The article discusses accumulation of mine water as a result of drainage of mineral deposits. The chemistry of this voluminous impoundment is governed by the geology and hydrogeology of a deposit, by climate and by the type of mining activity. According to geohydrodynamic zonality, surface water penetrates various aquifers and undergoes alteration in chemical composition from hydrocarbonate to hydrocarbonate-and-sulfate and to sulfate, then to chloride water with increased mineralization. Then, passing through underground excavations to catchment areas, the water gets contaminated with suspended materials, heavy metal ions and organic impurities. Pumping-out of mine water generates large cones of influence, which violates hydrodynamics and results in disappearance of surface springs. Consequently, mineral mining induces depletion and contamination of aquifers. Large volumes of mine water are insufficiently utilized in production and economic activities due to imperfect treatment. Such mine water is later on discharged to surface water sources and contaminates them. To use mine water without pollution of surface water sources nearby, as well as to eliminate depletion of aquifers, it is required to implement integrated treatment of mine water. A promising way to do this is using membrane technologies. The membrane technologies are applied at the final stage of water treatment and allow effective purification of mine water. The authors describe various membrane technologies, their operation, as well as application areas and capabilities, and substantiate their essentiality in mining practices.

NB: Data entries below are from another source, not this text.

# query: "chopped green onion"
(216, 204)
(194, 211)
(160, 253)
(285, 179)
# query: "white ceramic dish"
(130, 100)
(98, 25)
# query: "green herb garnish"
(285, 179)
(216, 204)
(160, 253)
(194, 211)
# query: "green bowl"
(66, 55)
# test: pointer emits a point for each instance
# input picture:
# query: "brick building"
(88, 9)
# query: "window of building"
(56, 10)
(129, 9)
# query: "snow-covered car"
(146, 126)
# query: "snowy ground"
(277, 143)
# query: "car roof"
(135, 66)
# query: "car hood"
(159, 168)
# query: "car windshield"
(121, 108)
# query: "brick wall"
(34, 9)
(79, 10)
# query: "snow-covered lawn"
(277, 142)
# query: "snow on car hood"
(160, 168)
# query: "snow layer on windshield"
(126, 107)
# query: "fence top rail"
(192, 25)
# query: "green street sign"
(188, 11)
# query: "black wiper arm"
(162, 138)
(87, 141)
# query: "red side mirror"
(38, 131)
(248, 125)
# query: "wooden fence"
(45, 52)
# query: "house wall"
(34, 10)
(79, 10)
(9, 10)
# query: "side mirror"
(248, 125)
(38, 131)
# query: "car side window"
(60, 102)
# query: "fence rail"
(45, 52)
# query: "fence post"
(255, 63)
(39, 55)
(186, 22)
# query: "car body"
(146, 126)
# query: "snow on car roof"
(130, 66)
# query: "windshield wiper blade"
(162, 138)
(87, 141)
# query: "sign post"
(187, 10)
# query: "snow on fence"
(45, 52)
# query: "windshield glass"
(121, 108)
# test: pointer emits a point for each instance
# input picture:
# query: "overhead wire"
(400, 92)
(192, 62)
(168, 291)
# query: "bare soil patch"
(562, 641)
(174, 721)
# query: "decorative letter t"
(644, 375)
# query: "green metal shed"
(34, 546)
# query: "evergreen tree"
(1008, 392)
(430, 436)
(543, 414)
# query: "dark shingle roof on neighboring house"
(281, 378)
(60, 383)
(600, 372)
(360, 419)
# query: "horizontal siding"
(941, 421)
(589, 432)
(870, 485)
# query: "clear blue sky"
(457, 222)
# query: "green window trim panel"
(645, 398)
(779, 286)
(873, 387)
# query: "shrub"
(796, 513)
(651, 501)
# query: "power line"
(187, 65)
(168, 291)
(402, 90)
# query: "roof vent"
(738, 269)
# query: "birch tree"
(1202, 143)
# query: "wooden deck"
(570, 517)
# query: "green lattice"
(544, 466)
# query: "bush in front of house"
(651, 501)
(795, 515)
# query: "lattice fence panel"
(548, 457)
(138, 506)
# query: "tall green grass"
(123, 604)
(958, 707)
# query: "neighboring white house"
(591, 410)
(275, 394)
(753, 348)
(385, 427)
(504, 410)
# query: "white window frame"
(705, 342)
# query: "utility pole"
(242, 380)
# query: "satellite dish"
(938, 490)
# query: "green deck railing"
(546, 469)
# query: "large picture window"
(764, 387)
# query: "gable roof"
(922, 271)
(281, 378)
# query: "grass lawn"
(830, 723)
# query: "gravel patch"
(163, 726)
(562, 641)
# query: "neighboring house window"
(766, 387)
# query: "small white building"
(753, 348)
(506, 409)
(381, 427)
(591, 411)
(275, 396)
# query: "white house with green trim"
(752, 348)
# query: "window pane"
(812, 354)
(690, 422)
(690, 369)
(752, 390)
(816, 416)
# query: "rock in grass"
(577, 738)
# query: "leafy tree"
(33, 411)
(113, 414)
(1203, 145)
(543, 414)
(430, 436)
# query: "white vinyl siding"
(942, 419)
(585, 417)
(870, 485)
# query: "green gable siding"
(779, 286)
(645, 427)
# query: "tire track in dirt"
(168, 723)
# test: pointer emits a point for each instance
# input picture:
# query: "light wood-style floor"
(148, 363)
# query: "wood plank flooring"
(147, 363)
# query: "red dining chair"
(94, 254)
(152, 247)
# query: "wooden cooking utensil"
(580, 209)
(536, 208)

Keywords: mine water, aquifer, geohydrodynamic zonality, membrane technologies, microfiltration, ultrafiltration, nanofiltration, reverse osmosis, membrane, desalination.
For citation:

Kulikova A. A., Khabarova E. I., Sergeeva Yu.A. Prospects for pressure-driven membrane technologies in mining. MIAB. Mining Inf. Anal. Bull. 2021;(2):22-32. [In Russ]. DOI: 10.25018/0236-1493-2021-2-0-22-32.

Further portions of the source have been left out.